Mi avevano detto che i taxisti a Los Angeles non conoscono le strade della città, ma ho pensato al solito luogo comune.

Arrivo alle 2 del mattino. LAX, ovvero aeroporto internazionale di Los Angeles. Praticamente un DulcoLAX, se arrivi dopo 19 ore di viaggio. Ma ormai ci sono, sono in LA, un taxi e sono in albergo. Troppo facile.

Mi metto in fila, c’è coda per il taxi. Ho anni di esperienza di code anglosassoni, mi robotizzo e mi posiziono. Ho lo zaino bagnato. A NY, siccome l’aereo era in ritardo, hanno lasciato i bagagli in attesa all’aperto. Peccato piovesse. Comunque sono in fila, aspetto il mio turno ondeggiando come il una boa nel mare. Arriva il bagnino e mi mostra il mio taxi. Mi infilo nella macchina gialla, vetro scorrevole tra me e l’autista. Per evitare errori, fornisco all’autista indiano un foglietto con l’indirizzo dell’hotel. Sunset Boulevard, Hollywood, ci hanno fatto anche un film con questo nome nel 1950, sono in una botte de fero, tutti sanno dov’è.
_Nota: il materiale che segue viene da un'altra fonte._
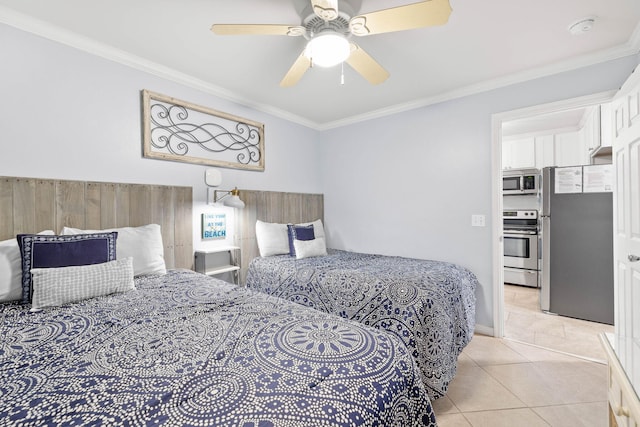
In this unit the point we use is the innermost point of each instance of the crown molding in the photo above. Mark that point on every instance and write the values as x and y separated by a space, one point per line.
60 35
91 46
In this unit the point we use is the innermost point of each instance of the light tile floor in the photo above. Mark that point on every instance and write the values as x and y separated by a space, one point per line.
525 322
507 382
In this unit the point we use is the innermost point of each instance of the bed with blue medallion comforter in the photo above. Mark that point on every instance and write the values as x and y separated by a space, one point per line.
184 349
430 305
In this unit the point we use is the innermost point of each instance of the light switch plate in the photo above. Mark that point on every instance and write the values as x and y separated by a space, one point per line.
477 220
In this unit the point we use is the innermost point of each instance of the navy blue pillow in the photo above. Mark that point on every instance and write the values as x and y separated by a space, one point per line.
42 251
299 232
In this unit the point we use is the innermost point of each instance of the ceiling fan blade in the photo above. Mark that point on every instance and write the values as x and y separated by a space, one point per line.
417 15
296 71
325 9
257 29
368 67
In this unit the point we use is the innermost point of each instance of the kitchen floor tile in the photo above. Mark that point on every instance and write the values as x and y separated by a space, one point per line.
501 382
506 418
580 415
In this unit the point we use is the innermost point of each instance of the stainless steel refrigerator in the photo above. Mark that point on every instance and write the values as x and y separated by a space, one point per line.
576 242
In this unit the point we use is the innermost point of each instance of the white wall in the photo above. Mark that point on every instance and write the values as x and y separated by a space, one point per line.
70 115
408 184
405 184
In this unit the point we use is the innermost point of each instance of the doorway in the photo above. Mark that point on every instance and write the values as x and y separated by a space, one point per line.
517 313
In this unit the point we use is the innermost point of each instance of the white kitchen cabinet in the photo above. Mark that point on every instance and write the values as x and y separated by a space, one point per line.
569 150
602 151
519 153
545 151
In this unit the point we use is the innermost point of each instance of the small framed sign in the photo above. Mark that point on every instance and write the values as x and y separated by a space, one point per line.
214 226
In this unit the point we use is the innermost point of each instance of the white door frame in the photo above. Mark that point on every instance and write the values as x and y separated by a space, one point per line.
496 186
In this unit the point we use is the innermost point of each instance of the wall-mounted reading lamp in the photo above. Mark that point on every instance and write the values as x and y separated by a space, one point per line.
232 198
213 178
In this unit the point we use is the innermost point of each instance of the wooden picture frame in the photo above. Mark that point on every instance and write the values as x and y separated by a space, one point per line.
181 131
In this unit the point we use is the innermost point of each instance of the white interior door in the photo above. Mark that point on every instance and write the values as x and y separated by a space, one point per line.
626 199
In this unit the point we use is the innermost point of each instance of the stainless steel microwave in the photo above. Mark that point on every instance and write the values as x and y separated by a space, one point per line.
517 182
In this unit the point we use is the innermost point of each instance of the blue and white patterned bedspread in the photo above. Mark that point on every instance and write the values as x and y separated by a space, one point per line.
430 305
188 350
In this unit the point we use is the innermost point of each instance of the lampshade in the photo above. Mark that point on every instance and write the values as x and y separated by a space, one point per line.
233 200
327 50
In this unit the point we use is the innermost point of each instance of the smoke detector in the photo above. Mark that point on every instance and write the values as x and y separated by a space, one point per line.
582 26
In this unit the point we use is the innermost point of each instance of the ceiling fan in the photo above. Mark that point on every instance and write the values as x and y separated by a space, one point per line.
328 30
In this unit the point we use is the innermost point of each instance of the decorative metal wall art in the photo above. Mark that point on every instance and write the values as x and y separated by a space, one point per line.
184 132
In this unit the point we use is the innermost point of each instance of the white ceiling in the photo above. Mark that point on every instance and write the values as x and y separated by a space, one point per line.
486 44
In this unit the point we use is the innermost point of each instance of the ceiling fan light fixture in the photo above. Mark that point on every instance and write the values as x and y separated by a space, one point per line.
327 50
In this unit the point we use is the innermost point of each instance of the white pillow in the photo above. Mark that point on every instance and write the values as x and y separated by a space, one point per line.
143 244
58 286
273 238
11 269
318 228
310 248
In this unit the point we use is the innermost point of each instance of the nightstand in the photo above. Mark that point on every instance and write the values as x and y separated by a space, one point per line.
218 261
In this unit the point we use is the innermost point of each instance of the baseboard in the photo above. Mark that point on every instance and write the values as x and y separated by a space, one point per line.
484 330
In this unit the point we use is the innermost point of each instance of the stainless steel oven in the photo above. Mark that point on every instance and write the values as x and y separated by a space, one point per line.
521 247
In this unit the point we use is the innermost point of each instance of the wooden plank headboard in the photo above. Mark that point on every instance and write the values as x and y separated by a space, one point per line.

L’autista: “che città è?”. Pausa. “Sorry?”, gli dico. Magari ho sentito male, sono stanco, a quest’ora il martelletto, incudine e staffa hanno probabilmente dato forfait assieme al timpano. “Che città è?”. Hollywood, diamine, Hollywood, Hollywood! Marlon Brando, Fred Astaire, Donald Duck!

Blank. Nada. Vuoto. Ding! Mi fa la domanda risolutiva: “Ti fidi di dove vado o preferisci che metta il GPS?”.

Guardo le freccine sul minischermo del GPS, mi sembra che stiamo andando nella direzione giusta. Paradossalmente, avendo consultato la cartina di LA sull’aereo, ho probabilmente un’idea migliore io della strada da percorrere rispetto all’autista. Penso agli autisti di black cab inglesi, che per avere la licenza devono passare esami durissimi, devono sapere tutte le strade di Londra. Penso alla A-Z di Londra, la bibbia del tassista sperduto. Lui ha voglia di parlare, io no. Normalmente farei conversazione, anche solo per educazione. Stasera ho 19 ore di viaggio sulla groppa e la paura che Mr. Taxi sbagli la strada. Per favore guarda il GPS, la mia vita te la racconto un’altra volta. Della tua non voglio saperne troppo perché potrebbe terminare a breve se non mi porti a destinazione.

Arriviamo all’albergo, non mi sembra vero. Doccia e letto. Crollo, l’autista mi ha dato il colpo di grazia. Domani primo giorno a LA. GPS: Grazie Per(avermi) Salvato.